Inserting data into a Unicode table

Unicode tables can store any characters. For characters that you can type on your keyboard, INSERT statements are straightforward. But suppose that you want to insert a character that is not on your keyboard, such as the yen sign (¥) on the U.S. keyboard. That process requires some extra steps.

Procedure

To insert data into a Unicode table, use one of the following methods:

  • Load the data from a data set by using the LOAD utility. If the input data set is already in Unicode, specify the UNICODE option. If the data is not in Unicode, ensure that you specify the appropriate encoding scheme keyword (ASCII, EBCDIC, or CCSID) in the LOAD utility statement. The default is EBCDIC. Db2 converts ASCII and EBCDIC data to Unicode when it is loaded into a Unicode table. Be aware that this conversion might cause the data to expand.
  • Load the data from an another table by using the cross-loader function. If the data is from an EBCDIC or ASCII table, Db2 converts it to Unicode when it is loaded into the target Unicode table. Be aware that this conversion might cause the data to expand.
  • Insert individual rows by using the INSERT statement. For characters that cannot be typed on your keyboard, use the Unicode constant UX'xxxx'.
    This constant is always in UTF-16, which means that you need to specify the value in UTF-16 format. To determine the Unicode constant for a particular character perform the following steps:
    1. Look up the Unicode code point. Use the Unicode character code charts on the Unicode Consortium web site. For example, the yen sign (¥) is U+00A5.
    2. Convert the Unicode code point to UTF-16 format by performing one of the following actions:
      • If the Unicode code point U+yyyy is less than U+FFFF, encoding it in UTF-16 is simple. Just copy the value. For example, the following Unicode code points can be specified as the following Unicode constants:
        Table 1. Unicode code points and their corresponding Unicode constants for Unicode code points that are less than U+FFFF
        Character Unicode code point UTF-16 format Unicode constant
        ¥ U+00A5 X'00A5' UX'00A5'
        ĸ U+0138 X'0138' UX'0138'
        Begin figure description. Unicode character U+270E End figure description. U+270E X'270E' UX'270E'
      • If the Unicode code point U+yyyy is greater than or equal to U+FFFF, encode that character as UTF-16 format, and use that encoded value. For example, Unicode code point U+200D0 can be encoded in UTF-16 as X'D840DCD0'. Thus, the Unicode constant is UX'D840DCD0'.

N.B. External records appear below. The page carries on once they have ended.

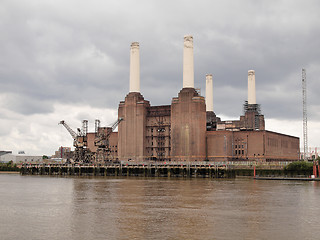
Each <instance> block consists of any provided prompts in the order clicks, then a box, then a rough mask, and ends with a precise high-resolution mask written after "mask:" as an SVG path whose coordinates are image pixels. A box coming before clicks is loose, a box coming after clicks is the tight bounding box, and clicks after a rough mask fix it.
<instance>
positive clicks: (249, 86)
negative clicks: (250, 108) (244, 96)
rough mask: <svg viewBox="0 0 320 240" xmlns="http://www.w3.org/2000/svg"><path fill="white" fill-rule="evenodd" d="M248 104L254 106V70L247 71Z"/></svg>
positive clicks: (255, 100)
mask: <svg viewBox="0 0 320 240" xmlns="http://www.w3.org/2000/svg"><path fill="white" fill-rule="evenodd" d="M248 104H256V79H255V73H254V70H249V71H248Z"/></svg>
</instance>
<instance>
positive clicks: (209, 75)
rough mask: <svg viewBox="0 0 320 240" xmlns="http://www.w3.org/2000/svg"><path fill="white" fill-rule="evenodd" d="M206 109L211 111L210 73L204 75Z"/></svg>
mask: <svg viewBox="0 0 320 240" xmlns="http://www.w3.org/2000/svg"><path fill="white" fill-rule="evenodd" d="M206 111H207V112H213V83H212V75H211V74H207V75H206Z"/></svg>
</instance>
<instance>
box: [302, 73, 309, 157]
mask: <svg viewBox="0 0 320 240" xmlns="http://www.w3.org/2000/svg"><path fill="white" fill-rule="evenodd" d="M302 105H303V159H304V160H307V157H308V114H307V75H306V70H305V69H304V68H303V69H302Z"/></svg>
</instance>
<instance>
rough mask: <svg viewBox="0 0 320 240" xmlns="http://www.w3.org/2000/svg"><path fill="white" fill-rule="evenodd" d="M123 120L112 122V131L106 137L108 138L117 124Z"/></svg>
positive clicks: (108, 132)
mask: <svg viewBox="0 0 320 240" xmlns="http://www.w3.org/2000/svg"><path fill="white" fill-rule="evenodd" d="M122 120H123V118H119V119H118V120H117V121H116V122H114V124H112V127H111V129H112V131H110V132H108V134H107V136H108V137H109V135H110V134H111V133H112V132H113V131H114V130H115V129H116V127H117V126H118V125H119V123H120V122H121V121H122Z"/></svg>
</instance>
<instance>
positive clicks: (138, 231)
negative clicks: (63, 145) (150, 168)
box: [0, 174, 320, 239]
mask: <svg viewBox="0 0 320 240" xmlns="http://www.w3.org/2000/svg"><path fill="white" fill-rule="evenodd" d="M0 201H1V205H0V212H1V216H0V224H1V225H0V226H1V228H0V236H1V239H311V238H313V237H315V239H317V238H318V236H319V234H320V230H319V229H320V228H319V227H318V225H319V224H318V223H319V220H320V216H319V214H320V204H319V202H320V182H292V181H261V180H260V181H254V180H251V179H233V180H225V179H224V180H217V179H213V180H210V179H172V178H171V179H167V178H132V177H131V178H77V177H72V178H60V177H40V176H36V177H33V176H19V175H6V174H0Z"/></svg>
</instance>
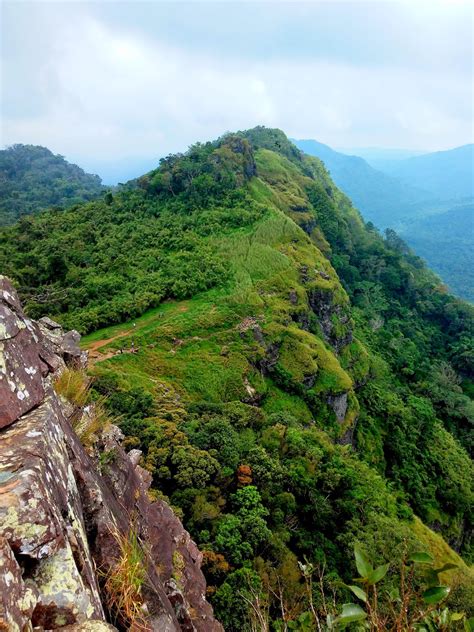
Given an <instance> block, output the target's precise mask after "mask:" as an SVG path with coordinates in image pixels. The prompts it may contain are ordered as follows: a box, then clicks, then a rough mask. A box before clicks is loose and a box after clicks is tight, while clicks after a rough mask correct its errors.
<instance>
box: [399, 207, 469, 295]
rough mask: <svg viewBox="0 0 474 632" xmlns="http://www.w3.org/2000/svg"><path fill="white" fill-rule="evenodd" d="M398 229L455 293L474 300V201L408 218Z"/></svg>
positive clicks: (409, 245)
mask: <svg viewBox="0 0 474 632" xmlns="http://www.w3.org/2000/svg"><path fill="white" fill-rule="evenodd" d="M398 233H399V234H400V235H401V236H402V237H403V238H404V239H406V241H407V243H408V244H409V246H411V248H413V250H415V252H416V253H417V254H418V255H419V256H420V257H423V259H425V260H426V261H428V262H429V264H430V267H431V268H432V269H433V270H434V271H435V272H436V273H437V274H439V275H440V277H441V278H442V279H444V280H445V281H446V283H447V284H448V285H449V287H450V289H452V291H453V292H454V293H455V294H457V295H458V296H461V297H463V298H465V299H467V300H468V301H470V302H471V303H474V248H473V246H474V202H471V203H469V204H459V205H458V206H455V207H454V208H450V209H449V210H447V211H444V212H443V213H437V214H436V215H428V216H426V217H421V218H419V219H415V220H413V221H411V222H409V221H407V222H405V223H403V224H402V225H401V226H400V228H399V229H398Z"/></svg>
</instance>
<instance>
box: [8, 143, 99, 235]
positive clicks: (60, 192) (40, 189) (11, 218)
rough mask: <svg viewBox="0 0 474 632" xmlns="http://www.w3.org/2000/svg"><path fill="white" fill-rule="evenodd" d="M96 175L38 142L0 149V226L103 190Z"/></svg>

        You can find the steps for how to manually encode and decode Unicode data on the Unicode Consortium web site. Alternatively, you can use a converter tool to do the conversion for you.

Example

The following INSERT statement inserts a row with Unicode character U+200D0, which is Begin figure description. Unicode character 200D0. End figure description., in the second column.
INSERT INTO UNITAB VALUES ('7A907',UX'D840DCD0','A');